Setelah melawati malam yang cukup panjang dengan suhu udara yang tidak bersahabatnya itu, keesokan harinya kami langsung diterjunkan ke lapangan untuk mencari responden  yaitu warga suku tengger, untuk menggali informasi tentang kearifan lokal yang ada di sana. Dengan dua daerah kajian yaitu Desa Ngadisari tempat kami menginap dan Desa wanakitri  salah satu desa yang berada di dekat Gunung Bromo.
Sekilas tentang Gunung Bromo
Pegunungan Bromo berada pada ketinggian 2392 m di atas permukaan laut.   Bromo memiliki keunikan tersendiri yaitu hamparan lautan pasir seluas 5250 ha. Bromo memiliki tipe ekosistem sub-montana, montana dan sub-alphin dengan pohon-pohon yang besar dan berusia ratusan tahun.  pegunungan Bromo ini merupakan pegunungan yang masih aktif dan tempat wisata yang sangat terkenal di Jawa Timur, selain para wisatawan menyukai pemandangan alamnya yang begitu mengagumkan, di pegunungan bromo ini juga kita dapat menyaksikan sang surya keluar dan tenggelam dari tempat peraduannya. sungguh pemandangan yang sulit kita temukan jika kita bandingkan dengan Bandung. 

 
Gambar:  (1) pegunungan Bromo, (2) Gunung batok
Beralih ke hal lain, masyarakat Tengger sebagian besar beragama Hindu, namun Hindu Tengger berbeda dengan Hindu Bali, Hindu Tengger tidak mengenal kasta seperti Hindu Bali. Mereka menganggap semuanya sama, yang membedakan derajat manusia yaitu amal kebaikannya di mata Tuhan.
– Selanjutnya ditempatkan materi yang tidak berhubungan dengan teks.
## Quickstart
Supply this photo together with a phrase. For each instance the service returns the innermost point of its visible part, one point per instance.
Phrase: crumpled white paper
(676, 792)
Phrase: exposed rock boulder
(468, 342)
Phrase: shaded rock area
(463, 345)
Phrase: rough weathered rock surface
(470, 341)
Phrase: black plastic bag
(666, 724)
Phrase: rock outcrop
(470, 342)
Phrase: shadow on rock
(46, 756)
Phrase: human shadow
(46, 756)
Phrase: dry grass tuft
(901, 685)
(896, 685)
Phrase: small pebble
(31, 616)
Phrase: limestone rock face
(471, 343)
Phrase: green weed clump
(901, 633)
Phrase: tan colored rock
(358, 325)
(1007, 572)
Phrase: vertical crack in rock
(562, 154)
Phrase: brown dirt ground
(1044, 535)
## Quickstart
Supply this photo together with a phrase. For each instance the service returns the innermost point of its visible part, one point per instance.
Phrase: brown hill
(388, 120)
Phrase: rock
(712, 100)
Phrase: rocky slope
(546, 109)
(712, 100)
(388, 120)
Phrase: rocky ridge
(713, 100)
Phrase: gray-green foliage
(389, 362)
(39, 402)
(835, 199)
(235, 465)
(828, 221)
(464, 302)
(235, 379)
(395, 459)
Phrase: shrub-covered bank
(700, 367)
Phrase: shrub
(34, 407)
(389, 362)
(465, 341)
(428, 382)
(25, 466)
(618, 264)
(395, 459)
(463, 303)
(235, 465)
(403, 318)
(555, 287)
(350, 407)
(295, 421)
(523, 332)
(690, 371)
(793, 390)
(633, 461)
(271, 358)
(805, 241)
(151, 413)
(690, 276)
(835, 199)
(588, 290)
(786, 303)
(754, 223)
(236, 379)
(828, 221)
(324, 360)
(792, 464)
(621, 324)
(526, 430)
Pakaian adat yang sering digunakan pada upacara adatnya yaitu kaum laki-lakinya menggunakan udeng (sejenis ikat kepala) dengan pakaian serba hitam, dan kaum perempuannya hanya menggunakan pakaian yang serba hitam juga.
Sedikit cerita tentang asal-usul kata Tengger, kata Tengger berasal dari seorang putri raja bernama Roro Anteng dan Suaminya yang bernama Joko seger. jadi tengger itu berasal dari kata Teng (dari Roro Anteng) dan Ger (Dari Joko Seger).
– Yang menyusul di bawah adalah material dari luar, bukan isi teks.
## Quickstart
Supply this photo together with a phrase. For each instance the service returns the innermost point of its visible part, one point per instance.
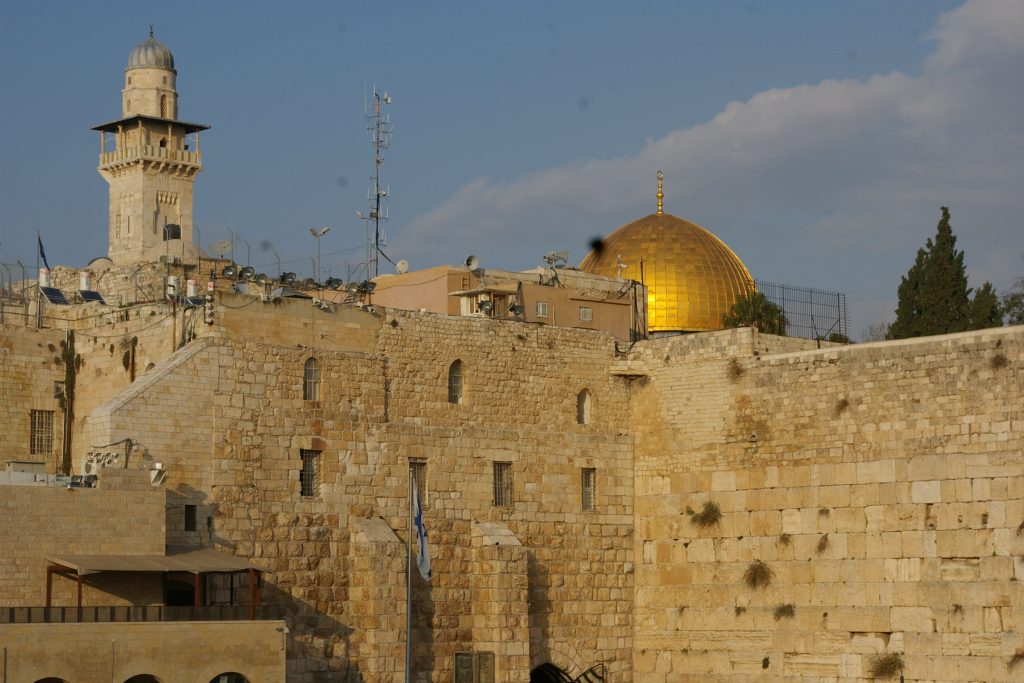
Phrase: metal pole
(409, 586)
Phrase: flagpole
(39, 283)
(409, 584)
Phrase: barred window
(418, 469)
(503, 484)
(583, 408)
(190, 518)
(309, 476)
(455, 382)
(41, 435)
(310, 380)
(588, 483)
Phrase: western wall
(880, 484)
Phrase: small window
(309, 476)
(455, 382)
(310, 380)
(503, 484)
(41, 436)
(588, 483)
(583, 408)
(190, 518)
(418, 469)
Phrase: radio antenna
(379, 127)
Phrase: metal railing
(809, 313)
(107, 614)
(151, 152)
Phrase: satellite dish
(220, 247)
(554, 257)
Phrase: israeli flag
(422, 549)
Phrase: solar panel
(53, 295)
(89, 295)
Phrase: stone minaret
(153, 165)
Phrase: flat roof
(112, 127)
(177, 558)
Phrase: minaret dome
(150, 81)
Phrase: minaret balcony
(151, 153)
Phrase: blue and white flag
(422, 549)
(42, 252)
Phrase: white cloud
(832, 185)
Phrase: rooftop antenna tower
(379, 126)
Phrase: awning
(177, 558)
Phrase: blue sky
(817, 139)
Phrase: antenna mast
(379, 126)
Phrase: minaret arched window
(310, 380)
(455, 382)
(583, 408)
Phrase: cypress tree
(934, 298)
(986, 310)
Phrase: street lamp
(318, 232)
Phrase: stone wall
(383, 400)
(172, 652)
(879, 484)
(31, 364)
(117, 518)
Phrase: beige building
(562, 296)
(152, 163)
(723, 506)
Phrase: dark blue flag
(42, 252)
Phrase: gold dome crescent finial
(660, 195)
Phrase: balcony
(131, 613)
(151, 153)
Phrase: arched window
(583, 408)
(455, 382)
(230, 677)
(310, 380)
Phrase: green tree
(754, 310)
(986, 311)
(934, 298)
(1013, 303)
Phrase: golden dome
(692, 276)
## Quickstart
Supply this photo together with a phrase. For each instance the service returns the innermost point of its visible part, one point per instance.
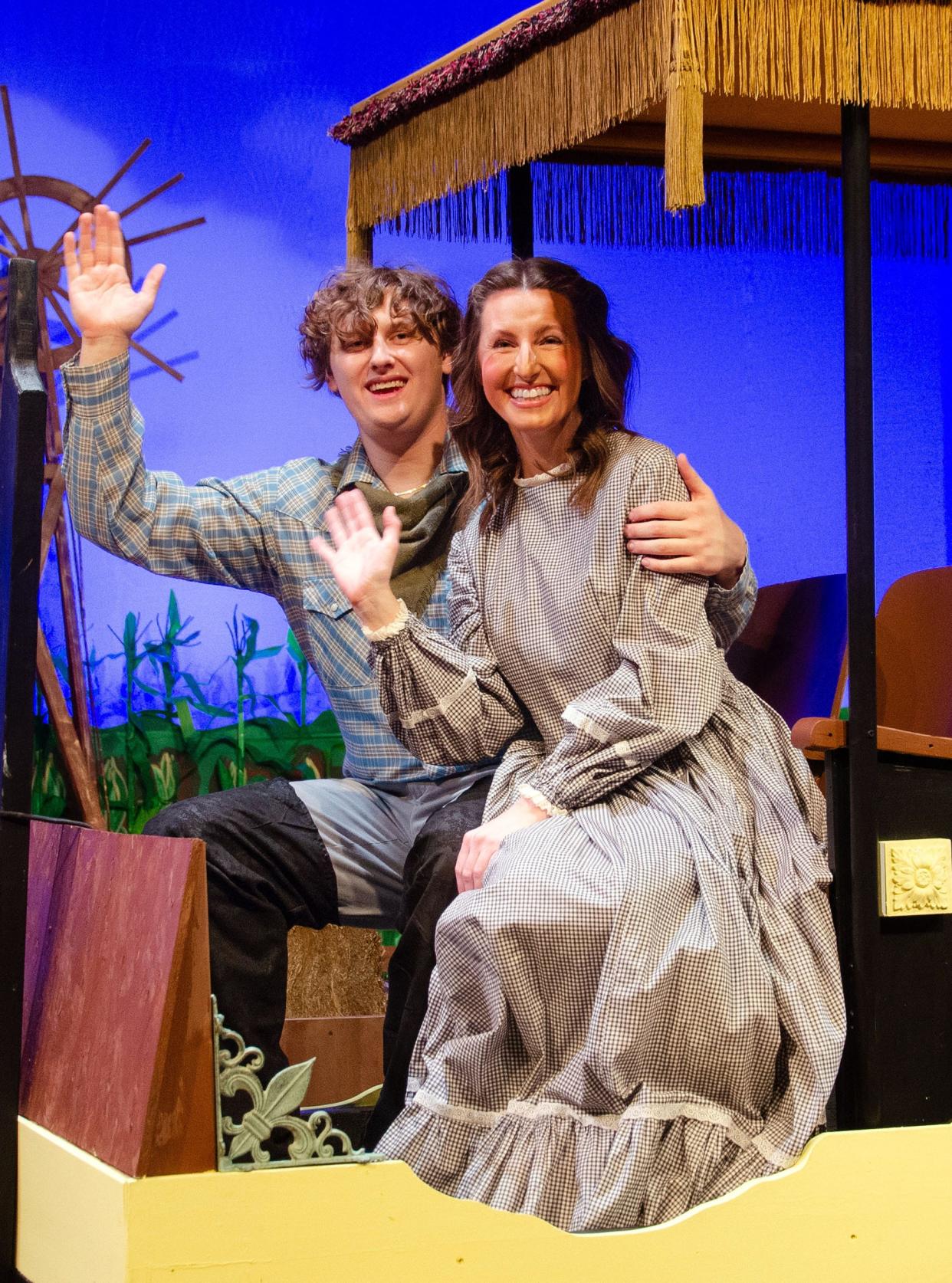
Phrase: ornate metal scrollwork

Adapun kearifan lokal yang ada di suku Tengger yaitu, warganya tidak boleh menambah lahan pertanian  dengan membuka lahan baru, masyarakat dari luar suku Tengger tidak boleh menetap dan menjadi warga Tengger kecuali jika orang tersebut menikah dengan warga asli tengger. Warga suku Tengger masih menjalankan upacara-upacara adat seperti upara kasada, Upacara Karo. Upacara Kasada yaitu sejenis upacara untuk meminta panen yang berlimpah dan tolak bala. Upacara kasada ini biasanya dilakukan pada tanggal 14, 15 di bulan kasada (kesepuluh) menurut penanggalan jawa, tepatnya saat bulan purnama upacara dilakukan pada tengah malam sampai dengan dini hari.  Upacara karo, upacara ini seperti Hari raya bagi warga Tengger, seperti halnya Hari raya Idul Fitri bagi umat Muslim. upacara karo  ini hampir sama saja, yaitu melakukan silaturahmi dengan keluarga, tetangga, bahkan mereka tidak lupa untuk memakai baju baru ketika hari raya kasada. 
Sayangnya ketika kami melakukan PKL tidak ada upacara adat yang sedang dilakukan karena waktu berkunjung kami yang tidak tepat. 
   
(a)                                                           (b)
Gambar:  (a) bromo dari jauh              (b) Gunung batok lebih dekat
         
(a)                                                                    (b)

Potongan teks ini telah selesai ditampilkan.